The effort is being launched by the Louisiana Coalition to Fix Our Roads, whose president is former Baton Rouge State Rep. Erich Ponti.

Rep. Jack McFarland, R-Jonesboro, has agreed to handle the legislation during the 2021 regular legislative session, which begins in April.

The state has a $14 billion backlog of road and bridge needs.

But the most recent push to boost the gas tax died in 2017 after a lengthy study.

It was led in part by Shawn Wilson, secretary for the state Department of Transportation and Development but Gov. John Bel Edwards, Wilson's boss, largely stayed out of the fray.

Wilson and others often note that the state gas tax has remained unchanged for three decades, and that Louisiana road and bridge conditions are regularly criticized and the target of daily congestion in Baton Rouge and elsewhere.

The secretary said Wednesday he has not seen the details of the proposal.

Lawmakers cool to the idea said their constituents have told them they are not interested in paying more at the gas pump, despite any road failings.

The 2017 plan would have raised $510 million per year.

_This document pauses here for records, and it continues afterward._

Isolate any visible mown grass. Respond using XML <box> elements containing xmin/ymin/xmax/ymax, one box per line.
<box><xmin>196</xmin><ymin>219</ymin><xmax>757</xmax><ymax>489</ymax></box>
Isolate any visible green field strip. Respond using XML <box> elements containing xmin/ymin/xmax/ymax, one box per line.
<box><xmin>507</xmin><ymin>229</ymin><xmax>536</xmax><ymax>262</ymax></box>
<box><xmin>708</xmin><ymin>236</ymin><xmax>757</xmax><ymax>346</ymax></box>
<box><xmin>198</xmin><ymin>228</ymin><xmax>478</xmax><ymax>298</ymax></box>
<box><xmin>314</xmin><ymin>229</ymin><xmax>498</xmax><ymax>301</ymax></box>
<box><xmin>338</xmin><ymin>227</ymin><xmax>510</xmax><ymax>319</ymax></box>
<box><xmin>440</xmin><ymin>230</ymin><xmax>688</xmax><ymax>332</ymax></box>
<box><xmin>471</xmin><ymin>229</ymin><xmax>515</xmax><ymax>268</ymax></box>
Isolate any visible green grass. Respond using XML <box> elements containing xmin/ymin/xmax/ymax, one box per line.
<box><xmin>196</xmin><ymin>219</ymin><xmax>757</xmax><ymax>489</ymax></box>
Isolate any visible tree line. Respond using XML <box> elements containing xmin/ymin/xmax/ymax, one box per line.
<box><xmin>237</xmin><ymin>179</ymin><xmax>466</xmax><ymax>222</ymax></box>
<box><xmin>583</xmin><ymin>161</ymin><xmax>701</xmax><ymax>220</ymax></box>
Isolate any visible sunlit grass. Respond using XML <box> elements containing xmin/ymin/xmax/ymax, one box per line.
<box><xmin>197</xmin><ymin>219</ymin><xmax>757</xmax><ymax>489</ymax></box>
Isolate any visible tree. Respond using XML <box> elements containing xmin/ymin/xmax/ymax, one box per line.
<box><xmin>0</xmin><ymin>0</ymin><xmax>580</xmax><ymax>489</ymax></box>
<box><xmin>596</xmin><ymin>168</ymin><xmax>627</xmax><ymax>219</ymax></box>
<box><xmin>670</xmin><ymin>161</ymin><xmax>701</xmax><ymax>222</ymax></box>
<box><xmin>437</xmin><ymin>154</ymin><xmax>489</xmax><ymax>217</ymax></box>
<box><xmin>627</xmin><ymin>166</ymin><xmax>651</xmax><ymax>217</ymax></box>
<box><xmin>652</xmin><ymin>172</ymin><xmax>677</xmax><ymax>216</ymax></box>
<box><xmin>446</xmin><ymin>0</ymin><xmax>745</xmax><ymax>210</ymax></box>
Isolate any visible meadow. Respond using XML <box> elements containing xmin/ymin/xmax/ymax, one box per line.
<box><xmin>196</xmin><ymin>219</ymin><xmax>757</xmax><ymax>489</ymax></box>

The latest proposal would boost the state gas tax by 10 cents per gallon initially -- $300 million per year -- and then a hike of two cents every other year as an inflation guard until 2033 -- 22 cents higher in all.

Any such increase requires the approval of two-thirds of the state House and Senate, always a major challenge.

Motorists today pay 38.4 cents per gallon in gasoline taxes, including 20 cents per gallon in state charges.

Senate President Page Cortez, R-Lafayette, said earlier this year that he doubts the Legislature will boost the gas tax during the next four years.

Cortez is former chairman of the Senate Transportation Committee.

"For years the consensus has been that we need tort reform, tax reform and a good transportation system to reach our economic potential," McFarland said in a statement.

"Achieving those goals is a bipartisan priority for this Legislature."

McFarland also noted in an interview that Texas, Mississippi and Arkansas are among the states that have boosted their gas taxes in recent years.

"Everybody has passed an increase in their revenue for roads but not us," he said. "And we will continue to be last on every list until we decide we are willing to invest."